Even if EA could make a baseball game of that quality (my comment: unlikely), and even if they stole every single unit from The Show, their marketing machine would still have to triple the existing demand for a baseball game.
If you were a gambler, that would be a bad bet.
It's a thoughtful analysis, and I believe he's correct. That makes me incorrect (hell, I'm used to that). I still believe EA Sports is suffering, but baseball as a data point is removed.
He also weighed in on the lawsuit that EA settled with former NCAA players (known as the Keller case). I felt like EA's legal claims in the case were guaranteed losers, almost to the point of absurdity.
However, A. Nonymous disagrees. The judicial decisions were split, and he feels that if EA appeals, they have a strong chance of winning at the Supreme Court level (and they are appealing).
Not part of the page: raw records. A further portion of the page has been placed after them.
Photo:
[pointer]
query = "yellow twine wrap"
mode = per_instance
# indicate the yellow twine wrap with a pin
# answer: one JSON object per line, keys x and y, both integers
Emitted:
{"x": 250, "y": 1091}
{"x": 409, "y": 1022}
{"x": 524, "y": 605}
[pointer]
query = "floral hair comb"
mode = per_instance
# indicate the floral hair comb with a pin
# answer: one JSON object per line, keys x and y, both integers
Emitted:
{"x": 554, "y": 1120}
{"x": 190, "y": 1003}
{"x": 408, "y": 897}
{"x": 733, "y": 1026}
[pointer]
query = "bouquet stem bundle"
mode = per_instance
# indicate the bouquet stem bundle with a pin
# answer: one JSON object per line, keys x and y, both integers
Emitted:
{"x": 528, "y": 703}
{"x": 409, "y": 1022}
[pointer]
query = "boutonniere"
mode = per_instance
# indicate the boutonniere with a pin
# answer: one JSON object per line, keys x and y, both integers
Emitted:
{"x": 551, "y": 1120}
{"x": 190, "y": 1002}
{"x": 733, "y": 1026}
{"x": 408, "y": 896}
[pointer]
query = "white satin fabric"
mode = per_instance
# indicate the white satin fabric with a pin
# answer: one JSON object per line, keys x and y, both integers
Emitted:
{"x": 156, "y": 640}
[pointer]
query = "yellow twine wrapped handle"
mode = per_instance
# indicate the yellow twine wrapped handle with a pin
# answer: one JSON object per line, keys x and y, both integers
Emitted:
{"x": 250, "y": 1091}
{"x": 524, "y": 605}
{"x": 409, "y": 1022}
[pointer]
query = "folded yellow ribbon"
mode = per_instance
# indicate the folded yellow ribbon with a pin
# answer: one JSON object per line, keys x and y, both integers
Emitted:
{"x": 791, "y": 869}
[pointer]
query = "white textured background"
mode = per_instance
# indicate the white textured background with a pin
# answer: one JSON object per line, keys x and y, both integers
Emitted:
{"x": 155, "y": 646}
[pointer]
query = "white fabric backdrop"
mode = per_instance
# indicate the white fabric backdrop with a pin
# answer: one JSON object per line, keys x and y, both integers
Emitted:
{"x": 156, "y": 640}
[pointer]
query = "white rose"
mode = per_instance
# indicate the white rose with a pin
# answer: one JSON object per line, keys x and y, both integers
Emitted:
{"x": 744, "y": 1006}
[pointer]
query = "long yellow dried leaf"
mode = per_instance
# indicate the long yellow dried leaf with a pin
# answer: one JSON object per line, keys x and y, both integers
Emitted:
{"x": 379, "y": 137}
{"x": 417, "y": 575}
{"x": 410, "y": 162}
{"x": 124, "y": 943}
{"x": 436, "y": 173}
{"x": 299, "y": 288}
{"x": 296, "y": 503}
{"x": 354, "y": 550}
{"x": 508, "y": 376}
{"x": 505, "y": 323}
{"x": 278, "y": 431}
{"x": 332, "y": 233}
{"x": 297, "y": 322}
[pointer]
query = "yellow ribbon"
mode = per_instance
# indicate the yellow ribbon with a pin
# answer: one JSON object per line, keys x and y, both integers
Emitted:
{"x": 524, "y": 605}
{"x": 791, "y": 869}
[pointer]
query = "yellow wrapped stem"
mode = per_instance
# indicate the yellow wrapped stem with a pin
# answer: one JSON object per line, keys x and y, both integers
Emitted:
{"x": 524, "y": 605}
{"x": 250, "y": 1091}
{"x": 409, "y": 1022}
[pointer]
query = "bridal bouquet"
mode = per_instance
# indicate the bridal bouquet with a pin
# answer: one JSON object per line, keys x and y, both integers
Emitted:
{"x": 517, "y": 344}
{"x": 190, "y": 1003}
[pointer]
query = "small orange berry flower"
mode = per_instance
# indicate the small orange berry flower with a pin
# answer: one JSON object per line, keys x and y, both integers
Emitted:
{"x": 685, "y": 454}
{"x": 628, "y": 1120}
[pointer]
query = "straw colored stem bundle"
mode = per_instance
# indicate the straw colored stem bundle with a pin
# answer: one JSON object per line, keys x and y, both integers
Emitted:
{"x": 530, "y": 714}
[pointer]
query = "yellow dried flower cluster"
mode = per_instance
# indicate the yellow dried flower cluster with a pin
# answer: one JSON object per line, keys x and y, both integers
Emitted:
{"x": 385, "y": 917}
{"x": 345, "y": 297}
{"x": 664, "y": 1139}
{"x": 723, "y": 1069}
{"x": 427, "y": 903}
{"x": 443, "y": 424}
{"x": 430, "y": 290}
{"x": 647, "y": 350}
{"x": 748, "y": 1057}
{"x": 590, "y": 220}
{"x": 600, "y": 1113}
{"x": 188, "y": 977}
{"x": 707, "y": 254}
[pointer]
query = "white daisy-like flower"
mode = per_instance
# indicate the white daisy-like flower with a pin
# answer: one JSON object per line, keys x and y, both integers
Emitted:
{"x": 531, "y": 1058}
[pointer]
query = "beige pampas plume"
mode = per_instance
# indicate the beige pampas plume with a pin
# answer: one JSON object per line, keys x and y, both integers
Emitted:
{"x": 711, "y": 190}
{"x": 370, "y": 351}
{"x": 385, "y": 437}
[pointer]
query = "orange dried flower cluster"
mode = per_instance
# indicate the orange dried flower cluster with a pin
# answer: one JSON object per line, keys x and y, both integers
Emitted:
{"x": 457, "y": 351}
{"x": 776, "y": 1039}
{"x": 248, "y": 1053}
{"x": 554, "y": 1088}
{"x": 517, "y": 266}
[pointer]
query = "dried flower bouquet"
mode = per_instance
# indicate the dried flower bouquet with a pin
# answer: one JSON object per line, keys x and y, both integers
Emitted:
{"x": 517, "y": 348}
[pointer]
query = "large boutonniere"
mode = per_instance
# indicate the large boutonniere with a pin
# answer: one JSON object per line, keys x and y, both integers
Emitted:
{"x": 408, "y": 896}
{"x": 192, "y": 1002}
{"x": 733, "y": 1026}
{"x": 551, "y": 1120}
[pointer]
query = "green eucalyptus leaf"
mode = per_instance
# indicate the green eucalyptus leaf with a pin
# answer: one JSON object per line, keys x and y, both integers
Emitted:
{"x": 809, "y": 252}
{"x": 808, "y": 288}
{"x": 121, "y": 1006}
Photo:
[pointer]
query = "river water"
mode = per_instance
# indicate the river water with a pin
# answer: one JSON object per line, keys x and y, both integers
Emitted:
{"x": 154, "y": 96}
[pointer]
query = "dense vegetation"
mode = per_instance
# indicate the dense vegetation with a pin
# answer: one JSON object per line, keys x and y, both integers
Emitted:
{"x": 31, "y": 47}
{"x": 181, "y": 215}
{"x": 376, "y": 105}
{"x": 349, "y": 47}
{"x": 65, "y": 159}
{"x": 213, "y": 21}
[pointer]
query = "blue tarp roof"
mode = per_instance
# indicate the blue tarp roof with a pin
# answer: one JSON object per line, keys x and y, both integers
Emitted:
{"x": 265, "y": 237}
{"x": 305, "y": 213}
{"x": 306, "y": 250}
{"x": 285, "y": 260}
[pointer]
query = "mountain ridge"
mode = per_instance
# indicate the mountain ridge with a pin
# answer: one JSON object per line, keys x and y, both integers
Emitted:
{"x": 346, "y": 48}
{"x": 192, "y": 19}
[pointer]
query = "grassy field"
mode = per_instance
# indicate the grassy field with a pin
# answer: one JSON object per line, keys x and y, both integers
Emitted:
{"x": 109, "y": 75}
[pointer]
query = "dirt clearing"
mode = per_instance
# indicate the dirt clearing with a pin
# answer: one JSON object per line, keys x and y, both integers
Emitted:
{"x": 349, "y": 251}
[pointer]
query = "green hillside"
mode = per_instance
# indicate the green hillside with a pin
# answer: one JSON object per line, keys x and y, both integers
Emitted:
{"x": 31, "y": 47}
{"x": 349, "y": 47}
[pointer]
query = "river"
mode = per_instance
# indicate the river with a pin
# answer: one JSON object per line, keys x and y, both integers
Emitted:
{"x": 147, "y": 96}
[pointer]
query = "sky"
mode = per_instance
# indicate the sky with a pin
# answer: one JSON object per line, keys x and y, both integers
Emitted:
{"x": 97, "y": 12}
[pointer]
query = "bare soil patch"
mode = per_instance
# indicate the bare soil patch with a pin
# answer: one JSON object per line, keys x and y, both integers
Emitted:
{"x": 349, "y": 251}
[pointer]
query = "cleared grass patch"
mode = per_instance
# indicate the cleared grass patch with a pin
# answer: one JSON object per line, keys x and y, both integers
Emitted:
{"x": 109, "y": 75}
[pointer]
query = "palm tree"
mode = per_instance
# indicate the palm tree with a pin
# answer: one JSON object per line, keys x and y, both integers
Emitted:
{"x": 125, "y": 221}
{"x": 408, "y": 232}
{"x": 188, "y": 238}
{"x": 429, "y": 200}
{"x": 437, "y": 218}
Here's EA's basic framing of the legal issue (from the Keller petition):
Whether the First Amendment protects a speaker
against a state-law right-of-publicity claim that
challenges the realistic use of a person’s name or
likeness in an expressive work.
This is the meat on the bone:
The Ninth and Third Circuits recognized that
Petitioner’s video game was an expressive work, under
this Court’s holding in Brown v. Entertainment
Merchants Ass’n, 131 S. Ct. 2729 (2011). Nonetheless,
they held that the game’s depiction of the plaintiffs did
not enjoy First Amendment protection. According to
the Ninth and Third Circuits, the depiction of a
person’s image or likeness in an expressive work enjoys
First Amendment protection against a right-of-publicity claim only if the depiction sufficiently alters or
“transforms” the plaintiff’s image or likeness. That rule
is constitutionally perverse: it affords First
Amendment protection only to fanciful or distorted
portrayals, not accurate or realistic ones. The rule also
chills expression, both because it is hard to predict
what a court will decide is sufficiently
“transformative,” and because such an inquiry
inevitably requires a court to make a subjective
judgment about whether a depiction is “artistic,” thus
warranting protection, or “literal,” and thus subject to
liability.
The test adopted by these two circuits, moreover,
conflicts with various other tests adopted by other
circuits and state supreme courts, which do not focus on
transformation at all. Some of these courts engage in
case-by-case balancing of First Amendment interests
and right-of-publicity interests—an approach that
raises its own constitutional problems. Others give
appropriate respect to the First Amendment by
confining the right-of-publicity tort to circumstances in
which the challenged depiction falsely claims a celebrity
commercial endorsement or is unrelated to any other
expression and thus gratuitous.
The lower courts’ various and conflicting
constitutional tests have resulted in numerous
irreconcilable outcomes. For example, the Sixth
Circuit has held that the First Amendment protects the
inclusion of a professional golfer’s realistic image,
prominently displayed in a painted montage including
other golfers, ETW Corp. v. Jireh Publ’g, Inc., 332 F.3d
915, 931 (6th Cir. 2003), but the Ninth and Third
Circuits now have held that the First Amendment does
not protect an accurate digital depiction of a former
college football player in a video game. As the judicial
confusion has mounted, scholars, writers, and artists
have begun to recognize a major threat to free
expression.6 This Court’s guidance is urgently needed.